(This is the first part of our very long interview with Andy Collins and Scott “The Rouse”. In this installment, we cover how they came to Wizards and what their job entails, along with a few other personal matters.)
Critical-Hits: How did you get started at Wizards?
Andy Collins: I started about 13 years ago in Events, where we managed cons like this. I’ve been playing D&D since 1984. When I found out that Wizards was buying TSR, I said, “well, time to update the resume!” Because I always wanted to work on D&D, I figured I’d start at Wizards for a few years then move to Lake Geneva to join TSR. Then it turns out I didn’t have to.
CH: That was nice of them. (At this point, we were joined by Scott Rouse, who we introduced ourselves to and handed our business cards out.)
AC: Ah, Critical Hits. No longer necessary to confirm you.
CH: Yes, we were quite happy to see those rules being previewed, of all the possible rules to showcase.
AC: It all falls under the idea of having more fun. We can make it faster, and take away a bit of the “darn”.
Scott Rouse: It removes that feeling of rolling a 20 and being disappointed.
AC: Exactly. Rolling a critical hit should be, everybody throws their arms up in the air, “Yes!” And not be, “now I have to do something else for it to be ‘Yes!’ ”
CH: And that goes along with getting rid of monster immunities and being immune to critical hits.
AC: Right.

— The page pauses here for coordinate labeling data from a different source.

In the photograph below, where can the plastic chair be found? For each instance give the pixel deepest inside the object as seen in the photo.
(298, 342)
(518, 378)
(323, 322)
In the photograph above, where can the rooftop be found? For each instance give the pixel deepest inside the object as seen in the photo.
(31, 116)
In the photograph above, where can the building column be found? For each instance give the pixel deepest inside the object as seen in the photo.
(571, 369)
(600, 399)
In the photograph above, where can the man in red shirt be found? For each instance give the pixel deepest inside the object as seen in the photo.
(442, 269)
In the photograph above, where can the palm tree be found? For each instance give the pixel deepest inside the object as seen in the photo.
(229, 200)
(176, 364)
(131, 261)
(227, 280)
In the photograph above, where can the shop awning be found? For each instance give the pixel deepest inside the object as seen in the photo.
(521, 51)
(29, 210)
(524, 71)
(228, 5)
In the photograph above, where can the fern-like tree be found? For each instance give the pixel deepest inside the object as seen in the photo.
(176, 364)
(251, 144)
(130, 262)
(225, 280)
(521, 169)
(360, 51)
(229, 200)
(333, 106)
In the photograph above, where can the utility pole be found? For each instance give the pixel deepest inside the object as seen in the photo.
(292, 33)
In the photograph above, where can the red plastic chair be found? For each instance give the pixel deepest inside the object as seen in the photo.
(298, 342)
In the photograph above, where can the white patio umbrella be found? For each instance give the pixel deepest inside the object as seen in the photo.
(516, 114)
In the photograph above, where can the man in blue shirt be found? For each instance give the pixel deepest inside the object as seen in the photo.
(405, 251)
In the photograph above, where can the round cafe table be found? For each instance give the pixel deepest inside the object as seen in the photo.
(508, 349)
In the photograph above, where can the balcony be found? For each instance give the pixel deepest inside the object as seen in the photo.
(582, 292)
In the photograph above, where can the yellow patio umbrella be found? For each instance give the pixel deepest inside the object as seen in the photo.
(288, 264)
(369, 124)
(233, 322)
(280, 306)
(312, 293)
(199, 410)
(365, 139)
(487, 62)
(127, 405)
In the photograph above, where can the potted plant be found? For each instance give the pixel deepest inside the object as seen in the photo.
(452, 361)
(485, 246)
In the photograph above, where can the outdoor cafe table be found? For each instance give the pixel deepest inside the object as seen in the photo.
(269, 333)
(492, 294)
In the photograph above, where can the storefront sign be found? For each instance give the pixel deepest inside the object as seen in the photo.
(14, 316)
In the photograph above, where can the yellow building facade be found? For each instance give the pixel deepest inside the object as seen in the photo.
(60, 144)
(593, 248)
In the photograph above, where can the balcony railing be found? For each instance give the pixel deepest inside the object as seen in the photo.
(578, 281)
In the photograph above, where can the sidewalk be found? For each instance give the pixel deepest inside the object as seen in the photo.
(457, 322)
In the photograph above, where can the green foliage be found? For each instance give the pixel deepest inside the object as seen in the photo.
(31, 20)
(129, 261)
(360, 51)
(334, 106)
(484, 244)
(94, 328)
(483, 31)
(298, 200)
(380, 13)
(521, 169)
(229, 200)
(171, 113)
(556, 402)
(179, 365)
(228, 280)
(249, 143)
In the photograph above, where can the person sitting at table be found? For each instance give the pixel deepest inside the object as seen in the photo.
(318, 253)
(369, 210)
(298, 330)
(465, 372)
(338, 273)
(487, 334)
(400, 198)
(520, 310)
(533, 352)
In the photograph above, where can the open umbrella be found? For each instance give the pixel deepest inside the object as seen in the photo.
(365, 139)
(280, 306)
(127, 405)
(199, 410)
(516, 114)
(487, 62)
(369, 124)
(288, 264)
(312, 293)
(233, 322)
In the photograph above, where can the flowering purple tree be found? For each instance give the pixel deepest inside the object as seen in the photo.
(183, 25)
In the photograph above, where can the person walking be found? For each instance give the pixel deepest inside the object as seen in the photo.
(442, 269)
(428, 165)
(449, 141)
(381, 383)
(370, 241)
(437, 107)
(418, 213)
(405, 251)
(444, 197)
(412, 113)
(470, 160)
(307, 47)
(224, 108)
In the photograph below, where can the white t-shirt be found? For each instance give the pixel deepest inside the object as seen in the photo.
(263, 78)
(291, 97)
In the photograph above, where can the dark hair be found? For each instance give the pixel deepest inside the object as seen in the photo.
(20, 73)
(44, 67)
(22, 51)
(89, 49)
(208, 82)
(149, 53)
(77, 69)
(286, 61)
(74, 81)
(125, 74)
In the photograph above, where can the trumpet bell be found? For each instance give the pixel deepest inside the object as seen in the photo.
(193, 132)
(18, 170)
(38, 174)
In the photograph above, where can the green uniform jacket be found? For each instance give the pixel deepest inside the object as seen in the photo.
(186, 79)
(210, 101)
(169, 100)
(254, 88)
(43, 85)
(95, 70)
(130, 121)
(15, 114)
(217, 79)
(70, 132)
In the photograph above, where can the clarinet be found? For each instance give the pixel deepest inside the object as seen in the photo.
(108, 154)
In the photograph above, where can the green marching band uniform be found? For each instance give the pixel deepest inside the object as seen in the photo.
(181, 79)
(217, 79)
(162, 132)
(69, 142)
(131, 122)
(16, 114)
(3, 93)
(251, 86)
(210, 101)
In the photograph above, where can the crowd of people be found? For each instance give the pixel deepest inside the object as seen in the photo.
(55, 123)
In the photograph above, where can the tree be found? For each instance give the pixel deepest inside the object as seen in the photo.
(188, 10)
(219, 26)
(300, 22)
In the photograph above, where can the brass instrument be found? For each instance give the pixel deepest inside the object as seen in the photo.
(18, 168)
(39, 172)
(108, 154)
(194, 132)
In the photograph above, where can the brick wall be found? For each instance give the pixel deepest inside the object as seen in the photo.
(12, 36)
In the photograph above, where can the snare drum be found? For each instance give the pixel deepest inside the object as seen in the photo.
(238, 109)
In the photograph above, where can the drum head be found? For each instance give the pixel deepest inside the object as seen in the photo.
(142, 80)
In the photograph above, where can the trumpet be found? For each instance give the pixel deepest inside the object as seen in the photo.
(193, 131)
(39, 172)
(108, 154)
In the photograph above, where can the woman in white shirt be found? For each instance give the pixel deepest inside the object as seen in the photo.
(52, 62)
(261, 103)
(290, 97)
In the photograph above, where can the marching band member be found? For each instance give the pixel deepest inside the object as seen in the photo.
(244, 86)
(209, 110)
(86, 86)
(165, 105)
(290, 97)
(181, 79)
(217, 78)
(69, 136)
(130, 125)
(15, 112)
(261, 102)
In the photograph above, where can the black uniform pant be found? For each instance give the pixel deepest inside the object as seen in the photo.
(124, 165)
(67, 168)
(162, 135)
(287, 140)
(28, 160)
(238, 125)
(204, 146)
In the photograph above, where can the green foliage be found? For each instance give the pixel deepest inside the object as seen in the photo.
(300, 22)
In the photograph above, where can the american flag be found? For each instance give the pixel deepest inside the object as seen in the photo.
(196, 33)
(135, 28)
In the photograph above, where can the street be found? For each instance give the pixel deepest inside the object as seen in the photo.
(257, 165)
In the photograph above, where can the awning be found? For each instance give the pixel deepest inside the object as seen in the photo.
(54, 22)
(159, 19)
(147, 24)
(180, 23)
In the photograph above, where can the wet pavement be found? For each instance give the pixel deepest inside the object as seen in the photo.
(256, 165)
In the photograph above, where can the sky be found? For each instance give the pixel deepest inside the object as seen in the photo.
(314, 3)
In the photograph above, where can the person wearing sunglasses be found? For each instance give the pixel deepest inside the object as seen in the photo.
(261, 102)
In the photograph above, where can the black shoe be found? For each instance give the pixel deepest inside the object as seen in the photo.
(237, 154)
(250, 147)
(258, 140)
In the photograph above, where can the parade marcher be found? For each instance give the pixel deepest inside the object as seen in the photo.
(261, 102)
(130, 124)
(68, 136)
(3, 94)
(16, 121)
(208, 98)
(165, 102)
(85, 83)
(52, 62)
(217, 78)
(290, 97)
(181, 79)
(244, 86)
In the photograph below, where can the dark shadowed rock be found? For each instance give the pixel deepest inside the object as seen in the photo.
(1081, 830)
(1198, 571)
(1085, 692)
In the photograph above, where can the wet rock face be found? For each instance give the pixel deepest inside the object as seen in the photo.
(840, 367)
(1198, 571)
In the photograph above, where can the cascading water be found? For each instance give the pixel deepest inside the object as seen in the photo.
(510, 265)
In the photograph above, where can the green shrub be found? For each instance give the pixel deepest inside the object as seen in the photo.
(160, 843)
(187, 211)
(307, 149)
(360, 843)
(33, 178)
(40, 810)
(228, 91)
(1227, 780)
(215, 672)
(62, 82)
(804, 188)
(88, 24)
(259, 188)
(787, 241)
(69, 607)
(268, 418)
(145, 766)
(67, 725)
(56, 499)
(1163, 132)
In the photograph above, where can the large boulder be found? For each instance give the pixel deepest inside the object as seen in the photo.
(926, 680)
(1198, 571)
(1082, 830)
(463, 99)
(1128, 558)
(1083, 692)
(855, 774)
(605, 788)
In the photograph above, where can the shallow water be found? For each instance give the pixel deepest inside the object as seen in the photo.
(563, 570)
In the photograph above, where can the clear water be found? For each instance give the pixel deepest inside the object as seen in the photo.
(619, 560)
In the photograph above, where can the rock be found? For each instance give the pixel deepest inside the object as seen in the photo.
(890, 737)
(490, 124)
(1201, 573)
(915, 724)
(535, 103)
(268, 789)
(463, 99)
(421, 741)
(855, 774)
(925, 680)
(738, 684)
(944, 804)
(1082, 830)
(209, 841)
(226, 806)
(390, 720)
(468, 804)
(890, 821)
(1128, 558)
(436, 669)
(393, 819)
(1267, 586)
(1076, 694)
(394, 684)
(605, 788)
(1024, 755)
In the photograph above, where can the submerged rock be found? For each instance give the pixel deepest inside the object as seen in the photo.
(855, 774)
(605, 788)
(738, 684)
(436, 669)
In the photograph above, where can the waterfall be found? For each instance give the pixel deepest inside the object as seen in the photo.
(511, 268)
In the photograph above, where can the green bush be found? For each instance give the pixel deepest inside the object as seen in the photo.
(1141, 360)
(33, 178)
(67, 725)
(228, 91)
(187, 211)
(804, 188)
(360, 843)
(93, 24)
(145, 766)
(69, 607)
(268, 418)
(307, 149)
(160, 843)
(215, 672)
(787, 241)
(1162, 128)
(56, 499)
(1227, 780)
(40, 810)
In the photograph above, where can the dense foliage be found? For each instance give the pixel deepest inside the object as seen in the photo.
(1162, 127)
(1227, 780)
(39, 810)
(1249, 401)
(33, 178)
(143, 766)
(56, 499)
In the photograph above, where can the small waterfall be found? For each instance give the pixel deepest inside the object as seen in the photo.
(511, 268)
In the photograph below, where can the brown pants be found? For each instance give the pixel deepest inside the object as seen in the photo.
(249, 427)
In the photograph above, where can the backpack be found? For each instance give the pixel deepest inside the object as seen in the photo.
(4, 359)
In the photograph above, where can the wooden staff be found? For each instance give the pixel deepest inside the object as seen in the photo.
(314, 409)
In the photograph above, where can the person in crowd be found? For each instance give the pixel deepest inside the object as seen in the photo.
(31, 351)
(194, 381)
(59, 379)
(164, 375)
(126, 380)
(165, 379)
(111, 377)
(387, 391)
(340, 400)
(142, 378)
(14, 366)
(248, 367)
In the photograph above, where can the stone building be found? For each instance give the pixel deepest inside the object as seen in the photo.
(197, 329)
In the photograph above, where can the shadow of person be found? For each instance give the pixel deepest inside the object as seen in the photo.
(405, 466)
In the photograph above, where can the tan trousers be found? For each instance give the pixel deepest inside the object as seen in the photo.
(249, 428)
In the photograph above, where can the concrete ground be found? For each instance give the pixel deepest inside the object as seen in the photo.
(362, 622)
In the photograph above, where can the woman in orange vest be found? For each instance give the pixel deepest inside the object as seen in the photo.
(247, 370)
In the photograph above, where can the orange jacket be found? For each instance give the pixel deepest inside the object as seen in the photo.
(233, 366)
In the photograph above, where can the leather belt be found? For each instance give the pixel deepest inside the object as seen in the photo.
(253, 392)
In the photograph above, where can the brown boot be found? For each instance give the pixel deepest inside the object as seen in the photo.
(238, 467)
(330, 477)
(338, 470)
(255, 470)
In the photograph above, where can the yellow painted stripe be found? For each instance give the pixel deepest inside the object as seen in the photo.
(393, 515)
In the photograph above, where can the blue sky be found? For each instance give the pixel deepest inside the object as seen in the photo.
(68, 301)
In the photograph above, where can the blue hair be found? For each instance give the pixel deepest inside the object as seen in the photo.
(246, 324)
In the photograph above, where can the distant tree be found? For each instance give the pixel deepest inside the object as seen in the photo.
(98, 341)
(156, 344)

Why go out of our way to take away character’s fun options? Give people tactical reasons to use certain things against certain monsters. A monster can be a little resistant to a type of attack, but we don’t need the laundry list of monsters immune to fire in 3e. How is that fun for the wizard throwing fireballs? Particularly in 3e where that might be his only fireball, and he threw it, and “well, that sucks.” We can afford to let people hit monsters more and do more cool things, and it doesn’t break the game. It’s more fun to let people hit a monster with a sword ten times, than “miss, miss, immune, no effect, miss, hit it once and it’s gone.” That’s like flipping coins. No strategy to that.
CH: Can you illustrate what you do on a day to day basis?
AC: I am the manager of Design and Development for D&D. So D&D D&D is what I do. I’m Rob [Heinsoo]‘s boss, 8 people work for me. I have 4 designers and 4 developers. I make sure they stay on task, and provide them with the resources they need to do their jobs. I’ve only been doing it for little under a year. Before that, I was the Lead Developer for Dungeons & Dragons and part of the 4e design team. The opportunity to move up into a managerial position came along, and I asked myself “you just designed Dungeons and Dragons fourth edition, what are you going to do next? How am I going to be able to do just another book after this?
SR: (whispering) It turns out he’s very good at this, by the way.
AC: Why, thank you. So I decided I want to pass on my 8-9 years of R&D experience. I heard a story about how in WWII Americans took their best fighter pilots off the front lines to teach. Other countries would put their best flying the planes, but then if they got shot down, would just lose that knowledge. It felt like that, and I wanted to give a chance to someone. I’m really good at developing this game, and I enjoy it, but I need to be in a position to teach this to a new generation of developers. It really gave a chance for talented developers like Mike Mearls to spread his wings and fly. When I moved out of my job and promoted Mike into it, it was amazing to see him grow into that role and become a really self-confidant and talented lead developer for the game. I look back now and say, “He’s really good at this.”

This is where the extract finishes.